The other characters are just as good (though I haven’t figured out why her birth mom is such a drama queen, but it may be a cultural thing). Parrish, the captain of her aunt’s ship and Sophie’s primary “love interest,” is enigmatic yet caring. At one point, I wondered if he was working with the “bad guys,” but the plot never pulls any tricks like that. The characters are set up and they grow rather than transform, which is why I’m looking forward to the sequel. There is so much to these characters that I’m looking forward to more.
Artwork: Subjective. The cover was what actually got me interested in this book to begin with. Along with the title, the dark haired woman, sailing while holding onto the rigging, and the darker haired, dark skinned companion at her side with a ferret on his shoulder made me curious. I haven’t run into many sailing fantasies (castle ones are much more common), and this presented the feel of the book without giving anything away.
World Building: 4 out of 5. This is the weakest area in the book, not because the world isn’t complex, but because there seemed to be some holes in the world’s logic. First, there is no map, even though the characters are constantly looking at maps and charts. The author has said she hasn’t done a map because there is too little land to map, and that she lacks the skill, but I think it would be well worth the investment. If there’s enough land for Sophie’s brother to label some of the islands at one point, there should be enough to put in a map of some sort.
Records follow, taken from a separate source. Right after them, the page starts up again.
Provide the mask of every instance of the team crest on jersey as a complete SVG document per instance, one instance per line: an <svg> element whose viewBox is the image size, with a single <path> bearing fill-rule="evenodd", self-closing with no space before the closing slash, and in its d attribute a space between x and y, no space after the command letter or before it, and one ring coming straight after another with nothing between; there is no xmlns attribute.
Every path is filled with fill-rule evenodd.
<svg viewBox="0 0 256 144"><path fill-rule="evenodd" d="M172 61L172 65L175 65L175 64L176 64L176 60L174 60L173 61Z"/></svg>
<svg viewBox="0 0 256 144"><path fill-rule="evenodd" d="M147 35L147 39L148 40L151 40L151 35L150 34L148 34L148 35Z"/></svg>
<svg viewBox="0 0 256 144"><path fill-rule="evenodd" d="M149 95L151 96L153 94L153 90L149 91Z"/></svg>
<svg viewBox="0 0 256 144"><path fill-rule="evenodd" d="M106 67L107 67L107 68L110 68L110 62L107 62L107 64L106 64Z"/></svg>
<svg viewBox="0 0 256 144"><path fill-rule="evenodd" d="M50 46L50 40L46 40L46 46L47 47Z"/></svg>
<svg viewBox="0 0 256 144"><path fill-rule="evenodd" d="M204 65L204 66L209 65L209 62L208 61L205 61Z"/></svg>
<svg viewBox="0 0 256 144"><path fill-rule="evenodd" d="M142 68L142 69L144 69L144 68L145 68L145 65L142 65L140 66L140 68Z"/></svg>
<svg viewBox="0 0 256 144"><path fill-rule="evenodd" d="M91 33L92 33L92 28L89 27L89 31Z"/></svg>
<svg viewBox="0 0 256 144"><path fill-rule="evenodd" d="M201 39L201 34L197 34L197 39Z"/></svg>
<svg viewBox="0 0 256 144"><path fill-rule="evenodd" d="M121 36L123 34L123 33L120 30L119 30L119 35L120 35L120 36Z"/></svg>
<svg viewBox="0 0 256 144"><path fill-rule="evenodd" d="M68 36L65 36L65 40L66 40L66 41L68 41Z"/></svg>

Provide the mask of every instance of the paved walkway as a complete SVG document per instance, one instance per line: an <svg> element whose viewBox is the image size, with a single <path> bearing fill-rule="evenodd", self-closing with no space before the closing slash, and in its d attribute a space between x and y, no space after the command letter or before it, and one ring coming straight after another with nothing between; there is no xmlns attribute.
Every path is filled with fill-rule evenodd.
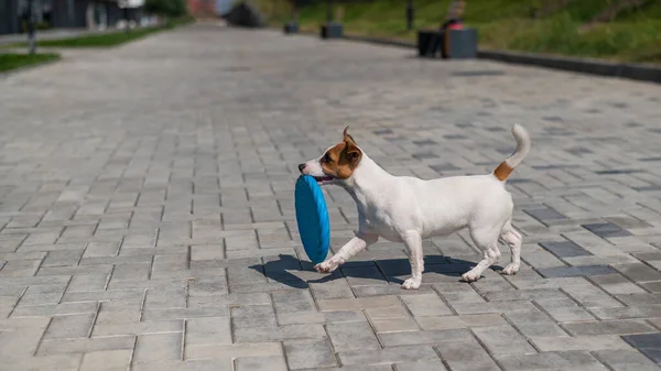
<svg viewBox="0 0 661 371"><path fill-rule="evenodd" d="M660 106L658 85L212 25L11 75L0 370L659 370ZM429 178L490 172L514 122L518 275L458 282L464 232L425 241L415 292L395 243L311 270L296 165L346 124ZM327 190L337 249L357 215Z"/></svg>

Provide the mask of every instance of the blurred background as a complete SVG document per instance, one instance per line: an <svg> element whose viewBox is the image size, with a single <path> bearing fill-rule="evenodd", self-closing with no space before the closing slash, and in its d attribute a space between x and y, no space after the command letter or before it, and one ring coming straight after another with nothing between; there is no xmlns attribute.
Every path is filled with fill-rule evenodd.
<svg viewBox="0 0 661 371"><path fill-rule="evenodd" d="M251 2L271 25L292 17L292 1ZM412 0L412 30L407 0L334 0L333 8L334 15L342 14L345 34L414 41L416 30L441 26L451 2ZM301 30L316 33L327 1L297 0L296 8ZM660 0L467 0L463 19L478 30L480 48L661 62Z"/></svg>

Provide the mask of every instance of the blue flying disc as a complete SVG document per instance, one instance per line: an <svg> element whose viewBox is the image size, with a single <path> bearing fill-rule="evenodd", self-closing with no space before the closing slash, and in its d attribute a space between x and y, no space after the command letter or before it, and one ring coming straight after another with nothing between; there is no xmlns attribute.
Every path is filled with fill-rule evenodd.
<svg viewBox="0 0 661 371"><path fill-rule="evenodd" d="M330 222L322 187L314 177L310 175L299 177L294 192L294 206L299 234L305 253L313 263L318 264L328 255Z"/></svg>

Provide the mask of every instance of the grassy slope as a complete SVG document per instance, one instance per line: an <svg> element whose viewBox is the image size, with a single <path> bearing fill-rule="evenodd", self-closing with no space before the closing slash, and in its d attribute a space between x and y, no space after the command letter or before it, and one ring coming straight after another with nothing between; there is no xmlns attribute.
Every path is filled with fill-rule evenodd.
<svg viewBox="0 0 661 371"><path fill-rule="evenodd" d="M58 54L43 53L43 54L0 54L0 72L7 72L10 69L26 67L30 65L46 63L59 59Z"/></svg>
<svg viewBox="0 0 661 371"><path fill-rule="evenodd" d="M192 19L185 18L182 20L172 20L162 26L148 29L136 29L129 32L118 31L98 35L85 35L79 37L58 39L58 40L42 40L37 37L36 45L45 47L109 47L121 45L138 39L142 39L154 32L173 29L181 24L191 22ZM11 47L24 47L26 43L10 45Z"/></svg>
<svg viewBox="0 0 661 371"><path fill-rule="evenodd" d="M437 28L451 0L414 0L415 28ZM467 0L465 21L479 30L481 47L661 63L661 1L618 14L614 22L581 34L614 0L574 0L541 20L532 10L540 0ZM284 0L257 0L274 22L289 18ZM345 3L345 32L414 40L405 30L405 2L372 0ZM316 31L325 20L325 3L301 9L301 28Z"/></svg>

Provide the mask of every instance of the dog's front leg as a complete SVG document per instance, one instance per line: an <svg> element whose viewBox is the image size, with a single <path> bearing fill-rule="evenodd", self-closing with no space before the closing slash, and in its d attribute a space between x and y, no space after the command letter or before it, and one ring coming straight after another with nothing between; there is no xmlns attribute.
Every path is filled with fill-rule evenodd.
<svg viewBox="0 0 661 371"><path fill-rule="evenodd" d="M424 272L424 255L422 252L422 237L416 231L408 231L402 240L409 250L409 262L411 263L411 277L402 284L402 288L415 290L422 284L422 272Z"/></svg>
<svg viewBox="0 0 661 371"><path fill-rule="evenodd" d="M342 249L339 249L339 251L333 255L333 258L323 263L316 264L314 269L319 273L330 273L351 257L365 250L368 245L377 242L378 239L379 237L377 234L358 231L356 237L343 245Z"/></svg>

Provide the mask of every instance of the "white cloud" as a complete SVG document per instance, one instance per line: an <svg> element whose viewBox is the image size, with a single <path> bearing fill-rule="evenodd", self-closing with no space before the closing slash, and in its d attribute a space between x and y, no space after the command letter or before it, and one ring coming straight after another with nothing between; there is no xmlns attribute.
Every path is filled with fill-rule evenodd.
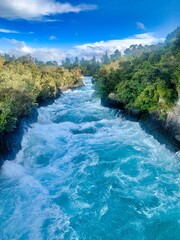
<svg viewBox="0 0 180 240"><path fill-rule="evenodd" d="M50 36L50 37L49 37L49 40L56 40L56 39L57 39L56 36Z"/></svg>
<svg viewBox="0 0 180 240"><path fill-rule="evenodd" d="M43 20L44 16L95 10L96 5L60 3L55 0L0 0L0 17L6 19Z"/></svg>
<svg viewBox="0 0 180 240"><path fill-rule="evenodd" d="M19 33L15 30L10 30L10 29L5 29L5 28L0 28L1 33Z"/></svg>
<svg viewBox="0 0 180 240"><path fill-rule="evenodd" d="M163 38L156 38L153 33L144 33L137 34L133 37L125 39L83 44L76 46L75 49L72 51L75 51L77 55L84 56L86 58L92 55L100 58L105 51L107 51L109 54L112 54L116 49L118 49L123 53L126 48L130 47L133 44L150 45L162 41L164 41Z"/></svg>
<svg viewBox="0 0 180 240"><path fill-rule="evenodd" d="M42 61L51 60L59 63L61 63L62 59L65 57L73 59L75 56L78 56L79 58L83 57L85 59L90 59L93 56L96 56L97 59L100 59L106 51L108 54L112 54L118 49L123 53L126 48L133 44L150 45L164 41L163 38L156 38L153 33L145 33L125 39L77 45L65 51L58 48L34 48L28 46L23 41L17 41L15 39L3 38L1 41L2 40L10 45L8 50L3 50L4 53L6 52L10 55L15 55L16 57L31 54L32 57ZM2 51L2 49L0 49L0 51Z"/></svg>
<svg viewBox="0 0 180 240"><path fill-rule="evenodd" d="M136 22L136 27L141 30L146 30L146 27L142 22Z"/></svg>

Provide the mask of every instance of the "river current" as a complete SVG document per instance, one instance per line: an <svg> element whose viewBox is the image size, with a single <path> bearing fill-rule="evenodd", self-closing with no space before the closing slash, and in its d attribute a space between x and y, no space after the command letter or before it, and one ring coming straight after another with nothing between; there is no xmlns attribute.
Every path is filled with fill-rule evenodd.
<svg viewBox="0 0 180 240"><path fill-rule="evenodd" d="M178 156L91 78L38 110L0 172L1 240L179 240Z"/></svg>

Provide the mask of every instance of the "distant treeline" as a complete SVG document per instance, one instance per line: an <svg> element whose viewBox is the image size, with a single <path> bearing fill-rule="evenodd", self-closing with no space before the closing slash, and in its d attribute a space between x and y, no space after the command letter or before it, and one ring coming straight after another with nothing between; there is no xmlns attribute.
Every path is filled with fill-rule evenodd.
<svg viewBox="0 0 180 240"><path fill-rule="evenodd" d="M84 58L79 59L76 57L74 61L71 61L70 58L66 58L62 61L62 66L67 69L78 67L81 69L83 75L93 76L98 73L102 65L108 64L111 61L120 60L120 58L121 52L116 50L112 55L110 55L110 57L106 52L100 60L97 60L95 56L90 60L85 60Z"/></svg>
<svg viewBox="0 0 180 240"><path fill-rule="evenodd" d="M101 98L165 117L180 96L180 27L163 44L132 45L118 61L101 66L95 78Z"/></svg>

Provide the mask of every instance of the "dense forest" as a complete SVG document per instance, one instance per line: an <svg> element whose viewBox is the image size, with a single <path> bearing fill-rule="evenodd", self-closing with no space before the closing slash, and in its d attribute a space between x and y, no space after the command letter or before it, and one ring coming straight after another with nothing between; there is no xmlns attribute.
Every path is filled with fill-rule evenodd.
<svg viewBox="0 0 180 240"><path fill-rule="evenodd" d="M61 90L81 85L78 68L38 64L30 56L0 58L0 134L11 132L18 120L59 95Z"/></svg>
<svg viewBox="0 0 180 240"><path fill-rule="evenodd" d="M95 78L101 98L127 109L156 110L164 117L180 94L180 27L163 44L132 45L118 61L103 65Z"/></svg>

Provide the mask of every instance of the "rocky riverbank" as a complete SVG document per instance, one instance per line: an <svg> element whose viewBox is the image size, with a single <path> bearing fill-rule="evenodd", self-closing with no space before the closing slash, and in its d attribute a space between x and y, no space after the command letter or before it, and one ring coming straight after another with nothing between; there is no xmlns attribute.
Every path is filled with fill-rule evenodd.
<svg viewBox="0 0 180 240"><path fill-rule="evenodd" d="M56 96L47 98L44 101L38 103L38 107L47 106L53 104L55 99L59 98L64 91L68 89L75 89L77 87L83 86L83 80L79 83L69 86L68 88L59 89ZM30 127L32 123L35 123L38 118L38 107L33 107L31 114L26 118L21 118L17 122L16 128L11 132L3 132L0 134L0 166L5 159L13 160L21 149L21 141L24 133Z"/></svg>
<svg viewBox="0 0 180 240"><path fill-rule="evenodd" d="M180 150L180 101L168 112L166 118L160 118L157 111L146 113L138 109L125 109L123 103L111 97L101 99L101 104L119 109L127 119L138 121L143 130L153 135L171 151Z"/></svg>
The other problem I had with the world was the whole spellscript thing (their magic). It reminded me a bit of Ursula Le Guin’s Earthsea with the fascination with names, but it takes a person’s entire name to scrip them. Sophie gets scripped with her adopted name, though, not her birth name (if she had one), which seemed rather arbitary. Shouldn’t her name, the name that works with magic, involve who she really is? Or is her adopted name who she really is?
And how do animals, volcanoes, and ships get scripped? Do they also have proper names, or does it just have to be done to their skin/surface? It all seemed a bit hazy, and for something that the plot (and world) hinges on, I wanted more concrete facts.
Overall Response: 17 out of 20, or an average of 4.25. The world of the story was unique, the story was imaginative, and the characters were complex and entertaining. Despite its flaws, I would recommend Child of a Hidden Sea to anyone who enjoys a thoughtful, slower fantasy, where the climax isn’t a big battle but more of an intellectual, relational conflict, and I’m looking forward to reviewing the sequel later this year.